🌼13. My Worst Fear is Losing You🌼

Playing multimedianya ya. 😞

Maximillian Brawijaya Lie berjongkok di depan toilet dan menangis sesegukan tanpa tertahan. Dia dan Arini baru kehilangan bayi mereka karena kelalaiannya. Max berpikir seandainya ia tidak meninggalkan Arini sendirian di mobil, selalu mengawasi sebelum kejadian itu, dan tidak membiarkan Arini didekati Jay, kejadian itu tak akan terjadi. Max merasa gagal sebagai suami dan sebagai dokter kandungan.

Dia tahu pada siang itu, Arini datang ke rumah sakit untuk mengantarkan baju ganti, tapi mereka tidak bertemu karena ia sudah keluar bersama dokter lain. Max baru tahu, ketika detektif itu mengirimkan foto Arini naik ke mobil bersama dengan Jay. Max langsung balik ke rumah sakit dan menunggu Arini di klinik, tapi istrinya tidak kembali. Biarpun begitu, Max masih percaya kalau Arini tak akan macam-macam dengan Jay. Karena itu, dia tidak menelepon istrinya. Malamnya, ia pulang dan membawa makanan kesukaan istrinya, bersikap mesra padanya lalu berjanji padanya kalau Max akan membawa Arini ke mana pun dia pergi. Max menyesalinya. Seandainya Arini tidak ikut, bayinya tidak akan kenapa-napa.

Max berdiri di depan cermin, wajahnya tampak tak karuan karena tidak tidur.

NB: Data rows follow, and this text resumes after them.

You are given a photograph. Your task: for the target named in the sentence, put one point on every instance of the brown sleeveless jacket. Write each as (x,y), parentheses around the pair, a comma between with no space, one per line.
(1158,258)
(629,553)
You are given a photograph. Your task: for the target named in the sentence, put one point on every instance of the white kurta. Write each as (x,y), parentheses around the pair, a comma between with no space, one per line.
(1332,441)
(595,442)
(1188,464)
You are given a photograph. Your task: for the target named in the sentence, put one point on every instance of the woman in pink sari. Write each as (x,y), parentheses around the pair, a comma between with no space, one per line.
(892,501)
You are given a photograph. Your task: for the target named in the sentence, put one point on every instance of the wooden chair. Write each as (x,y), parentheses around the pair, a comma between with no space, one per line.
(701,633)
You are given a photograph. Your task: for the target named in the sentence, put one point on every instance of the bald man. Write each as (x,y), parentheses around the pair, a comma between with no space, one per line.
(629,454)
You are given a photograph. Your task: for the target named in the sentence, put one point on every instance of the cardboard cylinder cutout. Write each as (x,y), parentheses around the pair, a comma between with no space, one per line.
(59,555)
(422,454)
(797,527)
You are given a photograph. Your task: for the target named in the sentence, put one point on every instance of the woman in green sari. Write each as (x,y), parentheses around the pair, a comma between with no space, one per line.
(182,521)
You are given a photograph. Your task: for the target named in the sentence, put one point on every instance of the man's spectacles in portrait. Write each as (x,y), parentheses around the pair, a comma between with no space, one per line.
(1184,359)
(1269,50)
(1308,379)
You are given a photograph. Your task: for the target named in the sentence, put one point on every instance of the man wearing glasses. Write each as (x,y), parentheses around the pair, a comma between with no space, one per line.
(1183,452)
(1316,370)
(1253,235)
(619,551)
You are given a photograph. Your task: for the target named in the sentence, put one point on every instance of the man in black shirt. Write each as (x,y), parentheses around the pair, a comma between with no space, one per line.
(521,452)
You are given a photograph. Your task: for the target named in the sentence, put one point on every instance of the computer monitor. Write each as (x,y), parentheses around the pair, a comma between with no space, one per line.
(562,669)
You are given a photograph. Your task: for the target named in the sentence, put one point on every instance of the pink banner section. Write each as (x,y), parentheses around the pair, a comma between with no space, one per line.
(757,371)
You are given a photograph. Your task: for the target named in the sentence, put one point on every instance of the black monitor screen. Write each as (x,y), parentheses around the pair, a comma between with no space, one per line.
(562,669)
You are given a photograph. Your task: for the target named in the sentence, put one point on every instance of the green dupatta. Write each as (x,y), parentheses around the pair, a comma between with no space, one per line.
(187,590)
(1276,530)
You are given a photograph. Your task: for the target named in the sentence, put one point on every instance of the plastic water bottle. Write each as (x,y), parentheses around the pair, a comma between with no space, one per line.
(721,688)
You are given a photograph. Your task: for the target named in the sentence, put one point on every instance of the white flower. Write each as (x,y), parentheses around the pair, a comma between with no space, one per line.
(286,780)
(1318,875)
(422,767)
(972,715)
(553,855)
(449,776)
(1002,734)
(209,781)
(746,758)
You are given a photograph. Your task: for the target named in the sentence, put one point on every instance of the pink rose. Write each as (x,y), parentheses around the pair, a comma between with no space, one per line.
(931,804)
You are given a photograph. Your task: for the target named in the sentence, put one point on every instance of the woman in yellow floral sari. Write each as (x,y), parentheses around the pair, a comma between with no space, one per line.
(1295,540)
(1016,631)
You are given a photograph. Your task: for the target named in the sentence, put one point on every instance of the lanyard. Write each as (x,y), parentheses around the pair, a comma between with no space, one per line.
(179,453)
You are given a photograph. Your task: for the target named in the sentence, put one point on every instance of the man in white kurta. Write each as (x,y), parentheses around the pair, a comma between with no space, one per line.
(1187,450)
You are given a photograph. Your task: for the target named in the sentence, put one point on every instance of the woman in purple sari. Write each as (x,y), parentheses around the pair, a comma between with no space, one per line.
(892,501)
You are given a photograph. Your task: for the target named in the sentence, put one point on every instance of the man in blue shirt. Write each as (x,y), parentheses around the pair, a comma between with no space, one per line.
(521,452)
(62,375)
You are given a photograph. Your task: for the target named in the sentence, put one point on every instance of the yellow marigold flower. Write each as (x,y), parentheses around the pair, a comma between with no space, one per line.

Dibukanya kran air dan membiarkan air itu tumpah di atas kedua tangannya lalu dicipratkan ke wajahnya. Ia tidak ingin Arini melihatnya dalam keadaan begini. Max tidak boleh sedih di depan istrinya. Jika dia sedih, Arini akan lebih sedih lagi.

Namun ketika ia menemui Arini yang sudah pindah dari ruang biasa ke ruang UGD, istrinya tidak bisa bicara apa-apa, hanya menangis dalam diam. Ketika Max memeluknya, Arini tampak seperti batu. Air matanya mengalir tanpa suara, tanpa kata, tanpa bergerak. Nita Wijaya datang menjenguk, ibunya Max itu menangis sambil memeluk menantunya.

"Tidak apa-apa, Nak. Kau masih muda. Kau masih bisa hamil. Iya kan, Max?"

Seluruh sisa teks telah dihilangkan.